Mais pour comprendre comment on a pu passer si facilement d’un discours à son contraire, c’est sur un autre décalage qu’il faut s’attarder, celui qui déjà avait remplacé, à travers une deuxième allocution annonçant quatre jours après la première le début du confinement, le thème de la solidarité par celui de la martialité. C’est seulement depuis cette première évolution que s’éclaire la dernière allocution présidentielle et le sens politique de la période que nous venons de traverser, depuis une position, qui, on le verra, doit être informée par les sciences sociales, qui seules permettent de comprendre le fond de la référence à l’État social, autant que son rapide abandon.

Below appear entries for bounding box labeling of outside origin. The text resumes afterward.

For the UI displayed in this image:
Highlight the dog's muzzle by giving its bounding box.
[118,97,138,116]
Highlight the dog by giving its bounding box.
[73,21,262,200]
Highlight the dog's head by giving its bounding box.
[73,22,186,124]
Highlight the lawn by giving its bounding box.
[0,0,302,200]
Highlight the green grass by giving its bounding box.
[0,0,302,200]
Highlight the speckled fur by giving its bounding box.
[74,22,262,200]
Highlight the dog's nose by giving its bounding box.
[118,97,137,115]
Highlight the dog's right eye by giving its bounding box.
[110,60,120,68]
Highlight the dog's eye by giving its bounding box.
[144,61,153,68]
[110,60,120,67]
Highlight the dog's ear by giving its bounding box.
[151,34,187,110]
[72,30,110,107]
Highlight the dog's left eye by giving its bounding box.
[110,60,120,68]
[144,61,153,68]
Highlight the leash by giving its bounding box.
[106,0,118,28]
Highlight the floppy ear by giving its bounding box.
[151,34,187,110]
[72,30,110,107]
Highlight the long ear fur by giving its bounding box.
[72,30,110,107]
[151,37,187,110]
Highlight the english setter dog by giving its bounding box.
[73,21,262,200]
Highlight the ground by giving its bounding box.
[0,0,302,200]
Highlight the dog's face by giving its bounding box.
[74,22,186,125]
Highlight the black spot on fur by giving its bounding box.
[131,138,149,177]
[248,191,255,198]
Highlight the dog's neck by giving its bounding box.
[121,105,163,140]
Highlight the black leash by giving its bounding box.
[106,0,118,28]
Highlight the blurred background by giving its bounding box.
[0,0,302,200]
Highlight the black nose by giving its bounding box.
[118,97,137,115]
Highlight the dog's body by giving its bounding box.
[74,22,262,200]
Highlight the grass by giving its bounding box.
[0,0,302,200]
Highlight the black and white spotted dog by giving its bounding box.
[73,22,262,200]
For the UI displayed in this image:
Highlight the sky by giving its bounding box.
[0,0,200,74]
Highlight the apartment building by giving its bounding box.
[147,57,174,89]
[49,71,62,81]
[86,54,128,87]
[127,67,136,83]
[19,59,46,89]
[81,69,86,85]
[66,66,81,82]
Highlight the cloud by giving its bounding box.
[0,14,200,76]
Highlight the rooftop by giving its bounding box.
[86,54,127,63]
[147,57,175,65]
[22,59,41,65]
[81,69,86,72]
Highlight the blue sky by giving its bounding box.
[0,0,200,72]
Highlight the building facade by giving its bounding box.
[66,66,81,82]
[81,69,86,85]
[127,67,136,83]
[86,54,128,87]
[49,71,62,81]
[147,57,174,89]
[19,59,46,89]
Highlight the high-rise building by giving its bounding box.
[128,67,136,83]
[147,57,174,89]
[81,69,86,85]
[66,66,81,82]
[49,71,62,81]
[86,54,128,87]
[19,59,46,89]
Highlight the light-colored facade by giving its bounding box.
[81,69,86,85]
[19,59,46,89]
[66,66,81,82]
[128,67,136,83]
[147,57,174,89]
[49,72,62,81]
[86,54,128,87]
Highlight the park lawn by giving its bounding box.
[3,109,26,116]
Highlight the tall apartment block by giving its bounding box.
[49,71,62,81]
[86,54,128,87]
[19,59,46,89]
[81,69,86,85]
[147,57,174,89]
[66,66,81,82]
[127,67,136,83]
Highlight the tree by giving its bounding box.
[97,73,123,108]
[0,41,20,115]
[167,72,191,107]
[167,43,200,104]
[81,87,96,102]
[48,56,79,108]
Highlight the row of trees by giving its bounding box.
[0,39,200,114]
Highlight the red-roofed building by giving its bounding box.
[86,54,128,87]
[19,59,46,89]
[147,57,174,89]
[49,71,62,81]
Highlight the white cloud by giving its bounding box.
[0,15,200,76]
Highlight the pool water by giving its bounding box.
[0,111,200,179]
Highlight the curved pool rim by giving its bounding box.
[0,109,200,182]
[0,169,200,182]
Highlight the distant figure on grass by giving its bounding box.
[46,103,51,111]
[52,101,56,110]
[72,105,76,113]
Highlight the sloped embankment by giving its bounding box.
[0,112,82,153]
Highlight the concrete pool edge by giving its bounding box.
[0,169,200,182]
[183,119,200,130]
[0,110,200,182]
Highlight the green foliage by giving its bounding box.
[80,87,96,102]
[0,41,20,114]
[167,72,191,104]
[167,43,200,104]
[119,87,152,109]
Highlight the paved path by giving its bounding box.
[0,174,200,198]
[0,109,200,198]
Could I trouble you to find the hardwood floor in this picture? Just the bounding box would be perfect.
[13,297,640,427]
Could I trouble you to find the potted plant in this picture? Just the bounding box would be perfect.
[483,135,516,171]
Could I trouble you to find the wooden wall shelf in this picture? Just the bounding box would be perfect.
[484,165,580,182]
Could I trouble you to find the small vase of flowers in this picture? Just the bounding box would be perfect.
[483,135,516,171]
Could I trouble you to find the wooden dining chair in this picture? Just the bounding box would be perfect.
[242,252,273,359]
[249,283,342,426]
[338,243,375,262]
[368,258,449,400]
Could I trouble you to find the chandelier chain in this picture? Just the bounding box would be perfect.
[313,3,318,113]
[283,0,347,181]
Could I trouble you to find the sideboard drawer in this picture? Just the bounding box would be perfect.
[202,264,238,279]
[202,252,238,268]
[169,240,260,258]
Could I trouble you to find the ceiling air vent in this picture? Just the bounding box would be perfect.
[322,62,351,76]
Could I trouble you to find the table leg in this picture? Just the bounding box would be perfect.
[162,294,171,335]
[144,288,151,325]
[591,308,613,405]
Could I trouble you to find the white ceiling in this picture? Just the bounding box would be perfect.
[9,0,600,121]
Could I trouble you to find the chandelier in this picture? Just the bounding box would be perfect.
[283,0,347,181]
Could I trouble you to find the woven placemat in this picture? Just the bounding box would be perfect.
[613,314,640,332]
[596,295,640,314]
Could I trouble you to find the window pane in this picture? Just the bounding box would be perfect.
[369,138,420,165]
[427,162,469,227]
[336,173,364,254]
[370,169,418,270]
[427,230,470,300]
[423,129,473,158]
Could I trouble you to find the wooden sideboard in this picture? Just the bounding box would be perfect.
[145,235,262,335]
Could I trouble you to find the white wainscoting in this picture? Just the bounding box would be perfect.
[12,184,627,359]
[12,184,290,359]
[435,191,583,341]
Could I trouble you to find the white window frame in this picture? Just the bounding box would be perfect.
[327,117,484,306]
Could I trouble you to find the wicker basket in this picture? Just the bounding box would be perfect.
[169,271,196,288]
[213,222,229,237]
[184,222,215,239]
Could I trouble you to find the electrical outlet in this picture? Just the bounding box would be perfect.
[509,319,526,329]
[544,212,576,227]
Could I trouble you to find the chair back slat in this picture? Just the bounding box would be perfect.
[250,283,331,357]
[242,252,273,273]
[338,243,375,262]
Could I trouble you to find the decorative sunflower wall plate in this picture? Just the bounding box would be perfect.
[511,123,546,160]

Cerner l’insistance de la référence faite à l’État social implique d’en revenir à son histoire, celle d’une institution fondée sur un parti-pris anthropologique majeur. Si l’on fait traditionnellement remonter sa naissance à la loi du 9 avril 1898 portant sur les accidents du travail, c’est que se joue, dans l’assurance sociale face au risque de l’accident, la découverte d’un aspect fondamental de la nature de l’individu : en considérant que l’accident n’est plus le lieu d’une faute, ni de l’ouvrier ni de celui qui l’emploie, mais bien d’un risque qui doit être assumé collectivement, on entérine en fait l’idée d’un individu constitué de deux parties hétérogènes.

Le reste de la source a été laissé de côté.